Твердая рука сдавливает кисть японца.

Группа белогвардейцев расположилась за курганом около полотна железной дороги. Нетерпеливо кого-то ждут.

— Где он? Пора уже. Сейчас прибудет поезд.

— Он должен на вокзале получить сведения о вагонах.

— Кто-то идет! Слышите?

Вблизи показываются несколько человек. Впереди них японец.

— Кто там? — все вскакивают на ноги.

— Свой! — отвечает японец. Все опять спокойно усаживаются.

В то же время из-за кустов с криками и выстрелами выбегает несколько человек, затем еще и еще… Плотное кольцо окружает белогвардейцев. Это ребята пережогинского отряда. Их около сотни. У белогвардейцев опускаются руки.

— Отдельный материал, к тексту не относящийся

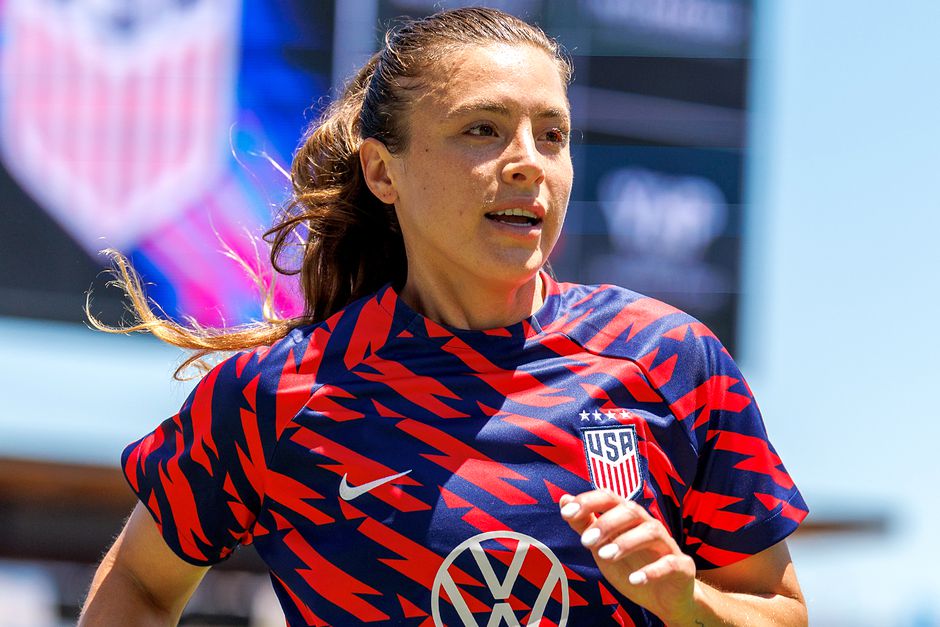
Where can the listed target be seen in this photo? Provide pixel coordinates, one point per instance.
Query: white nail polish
(638, 578)
(608, 551)
(589, 537)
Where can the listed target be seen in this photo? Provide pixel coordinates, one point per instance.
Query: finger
(649, 535)
(595, 502)
(624, 517)
(665, 567)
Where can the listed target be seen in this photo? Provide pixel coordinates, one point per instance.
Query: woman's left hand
(635, 552)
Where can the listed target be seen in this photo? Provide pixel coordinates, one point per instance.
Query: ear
(376, 161)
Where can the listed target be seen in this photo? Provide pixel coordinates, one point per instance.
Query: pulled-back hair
(339, 237)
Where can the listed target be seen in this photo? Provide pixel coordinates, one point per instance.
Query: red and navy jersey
(394, 471)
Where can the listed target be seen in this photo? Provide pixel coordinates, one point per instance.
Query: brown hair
(346, 242)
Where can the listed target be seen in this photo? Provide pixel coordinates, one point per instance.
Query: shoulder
(678, 353)
(610, 319)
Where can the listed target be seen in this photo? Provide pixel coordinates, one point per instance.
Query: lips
(528, 215)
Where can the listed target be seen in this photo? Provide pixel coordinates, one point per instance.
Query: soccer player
(449, 436)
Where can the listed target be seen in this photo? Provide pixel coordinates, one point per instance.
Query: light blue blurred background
(840, 298)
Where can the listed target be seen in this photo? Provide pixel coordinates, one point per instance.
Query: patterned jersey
(393, 471)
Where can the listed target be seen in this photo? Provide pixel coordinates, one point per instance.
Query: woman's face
(482, 186)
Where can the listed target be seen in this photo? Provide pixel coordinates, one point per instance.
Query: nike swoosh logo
(348, 492)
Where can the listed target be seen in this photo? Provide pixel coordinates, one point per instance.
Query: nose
(523, 165)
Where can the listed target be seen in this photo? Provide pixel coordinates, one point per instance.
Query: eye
(483, 129)
(557, 136)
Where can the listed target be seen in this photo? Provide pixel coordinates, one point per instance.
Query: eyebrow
(493, 106)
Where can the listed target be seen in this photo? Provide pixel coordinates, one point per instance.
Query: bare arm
(638, 556)
(140, 581)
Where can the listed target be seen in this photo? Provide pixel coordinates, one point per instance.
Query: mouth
(515, 216)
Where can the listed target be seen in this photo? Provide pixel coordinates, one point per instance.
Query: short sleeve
(742, 499)
(201, 472)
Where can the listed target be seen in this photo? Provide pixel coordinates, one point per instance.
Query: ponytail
(342, 240)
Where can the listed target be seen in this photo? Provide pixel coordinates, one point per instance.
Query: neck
(480, 306)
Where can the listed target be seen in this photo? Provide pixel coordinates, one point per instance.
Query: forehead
(494, 76)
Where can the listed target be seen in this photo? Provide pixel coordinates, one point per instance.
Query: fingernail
(608, 551)
(589, 537)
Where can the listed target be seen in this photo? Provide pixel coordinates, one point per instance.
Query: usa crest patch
(613, 459)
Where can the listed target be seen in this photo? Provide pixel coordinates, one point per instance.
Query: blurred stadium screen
(154, 128)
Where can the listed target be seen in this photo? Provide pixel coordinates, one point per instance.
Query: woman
(473, 443)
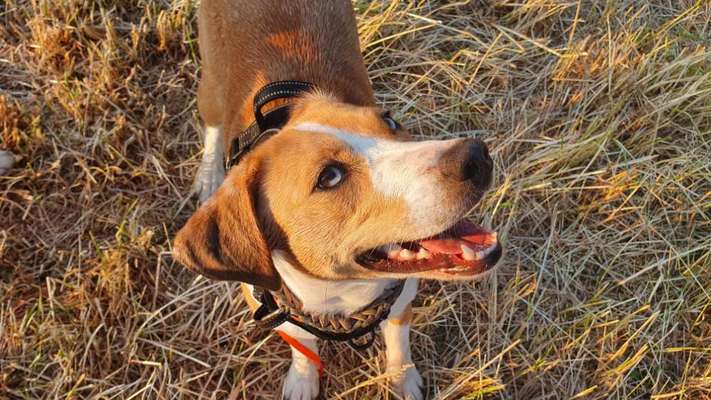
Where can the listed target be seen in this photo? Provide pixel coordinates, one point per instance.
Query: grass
(598, 114)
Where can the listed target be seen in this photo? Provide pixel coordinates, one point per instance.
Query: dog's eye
(392, 124)
(330, 177)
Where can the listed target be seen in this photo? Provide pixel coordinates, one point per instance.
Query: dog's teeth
(469, 254)
(406, 255)
(423, 254)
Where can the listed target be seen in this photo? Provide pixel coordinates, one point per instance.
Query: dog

— Что, попались, голубчики! — смеется Бобров.

— Ну, сдавайте оружие и убирайтесь, пока пули вас не догнали.

…Вдали уже показывается дымок паровоза. Через несколько минут с грохотом и шумом приближается поезд, вблизи под’ема заметно замедляя ход. Несколько пережогинцев бросаются к паровозу и ловко вскарабкиваются к машинисту.

Поезд — стоп.

Все бросаются к запломбированным дверям 3-го и 5-го вагонов.

— Даешь золото! — кричит Бобров.

— Золото — наше!

4. Бесхитростный дележ

Там, где кончаются Байкальские туннели, лента рельс вырвавшись из-под сводов, делает крутой поворот на юг, убегая в тайгу, там, под Верхнеудинском; легкими мостами она перебрасывается через Селенгу, Ингоду — скатываясь к песчаной, терпкой смоляными запахами Чите — ключу всего Дальнего Востока.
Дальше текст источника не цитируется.